Silvina Ocampo
La envidiaba por sus pecados con una envidia que la carcomía, una envidia
que no la dejaba descansar, y ahora, ahí estaba, muerta. Nada en el mundo podría
resucitarla. Ahí estaba, muerta como una piedra preciosa, que no sufre, con todos
los honores, con todas las ceremonias. ¡Ni siquiera desfigurada! Y si lo hubiera
estado, alguien se hubiera encargado de ver en ella un encanto nuevo, el encanto
de sus imperfecciones. Joven, nada le quitaría la juventud; tranquila, nada le quitaría
la tranquilidad; impura, nada le quitaría su aparente pureza. Las iniciales, sobre
el paño negro del coche fúnebre, brillaban, y sus retratos ya se repartían entre
los amigos de la casa.
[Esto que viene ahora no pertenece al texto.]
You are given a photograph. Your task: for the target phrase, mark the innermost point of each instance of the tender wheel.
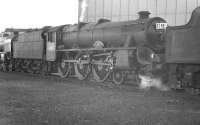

No había modo de contener las lágrimas que vertían por ella
un hijo de ocho años, un marido de treinta y esa corte ridícula de amigos que la
admiraban, aún más que antes. En los armarios, aquellos vestidos que olían a perfume,
serían sus delegados. Con ellos el recuerdo maquinaría costumbres, ritos en su memoria.
Las santas tienen altares, pero ella, que se había suicidado, tendría en cada corazón
alguien que suspiraba secretamente por su memoria.
Injusticias de la suerte, pensaba Virginia, mientras
subía las escaleras. Yo que he sufrido tanto, yo que soy pura, yo que tengo a veces
cara de muerta, yo que no tengo miedo de nadie, yo no me he suicidado. Nadie llora
por mí.
Entró en el cuarto donde la velaban. Flores, las flores
que le agradaban tanto, la cubrían. En la luz trémula de los cirios brillaban la
frente, los pómulos, las mejillas, el cuello y los labios, como si estuviese viva.
Ninguno de sus defectos se veía, ni los dedos de los pies, que eran tan insólitos,
ni las piernas demasiado fuertes. Se había arreglado, peinado, pintado, para torturarla.
Para no verle la cara se arrodilló; para no pensar en
ella rezó. Un zumbido de voces le llenó los oídos. La gente hablaba, ¿de qué? Sólo
de ella. Era pura, decían, como la luz. Se puso de pie, Por suerte nadie advierte
en las miradas los íntimos sentimientos de un ser.
Virginia se dirigió al dormitorio de la muerta. Buscó
el peine, para peinarse, buscó el lápiz de los labios, para pintarse, buscó el perfume,
para perfumarse, y se miró en el espejo. Salió de la casa apresuradamente; entró
en una tienda donde compró papel de cartas (el papel que tenía en su casa era un
papel ordinario). Caminó por la calle mirando la punta de sus zapatos de bruja;
subió por un ascensor interminable, abrió una puerta y entró en su cuarto. Se puso
a escribir maravillosas cartas de amor dirigidas a la muerta, revelando en ellas,
con toda suerte de subterfugios, la vida monstruosa, impura, que le atribuía. Al
pie de las cartas firmaba con el nombre del supuesto amante. En una noche, mientras
velaban a la muerta, escribió veinte cartas, cuyas fechas abarcaban toda una vida
de amor.
A la mañana siguiente, al alba, hizo un paquete con
las cartas, las ató con la cinta rosada de uno de sus camisones, las llevó a la
casa mortuoria y las depositó en el armario de la muerta.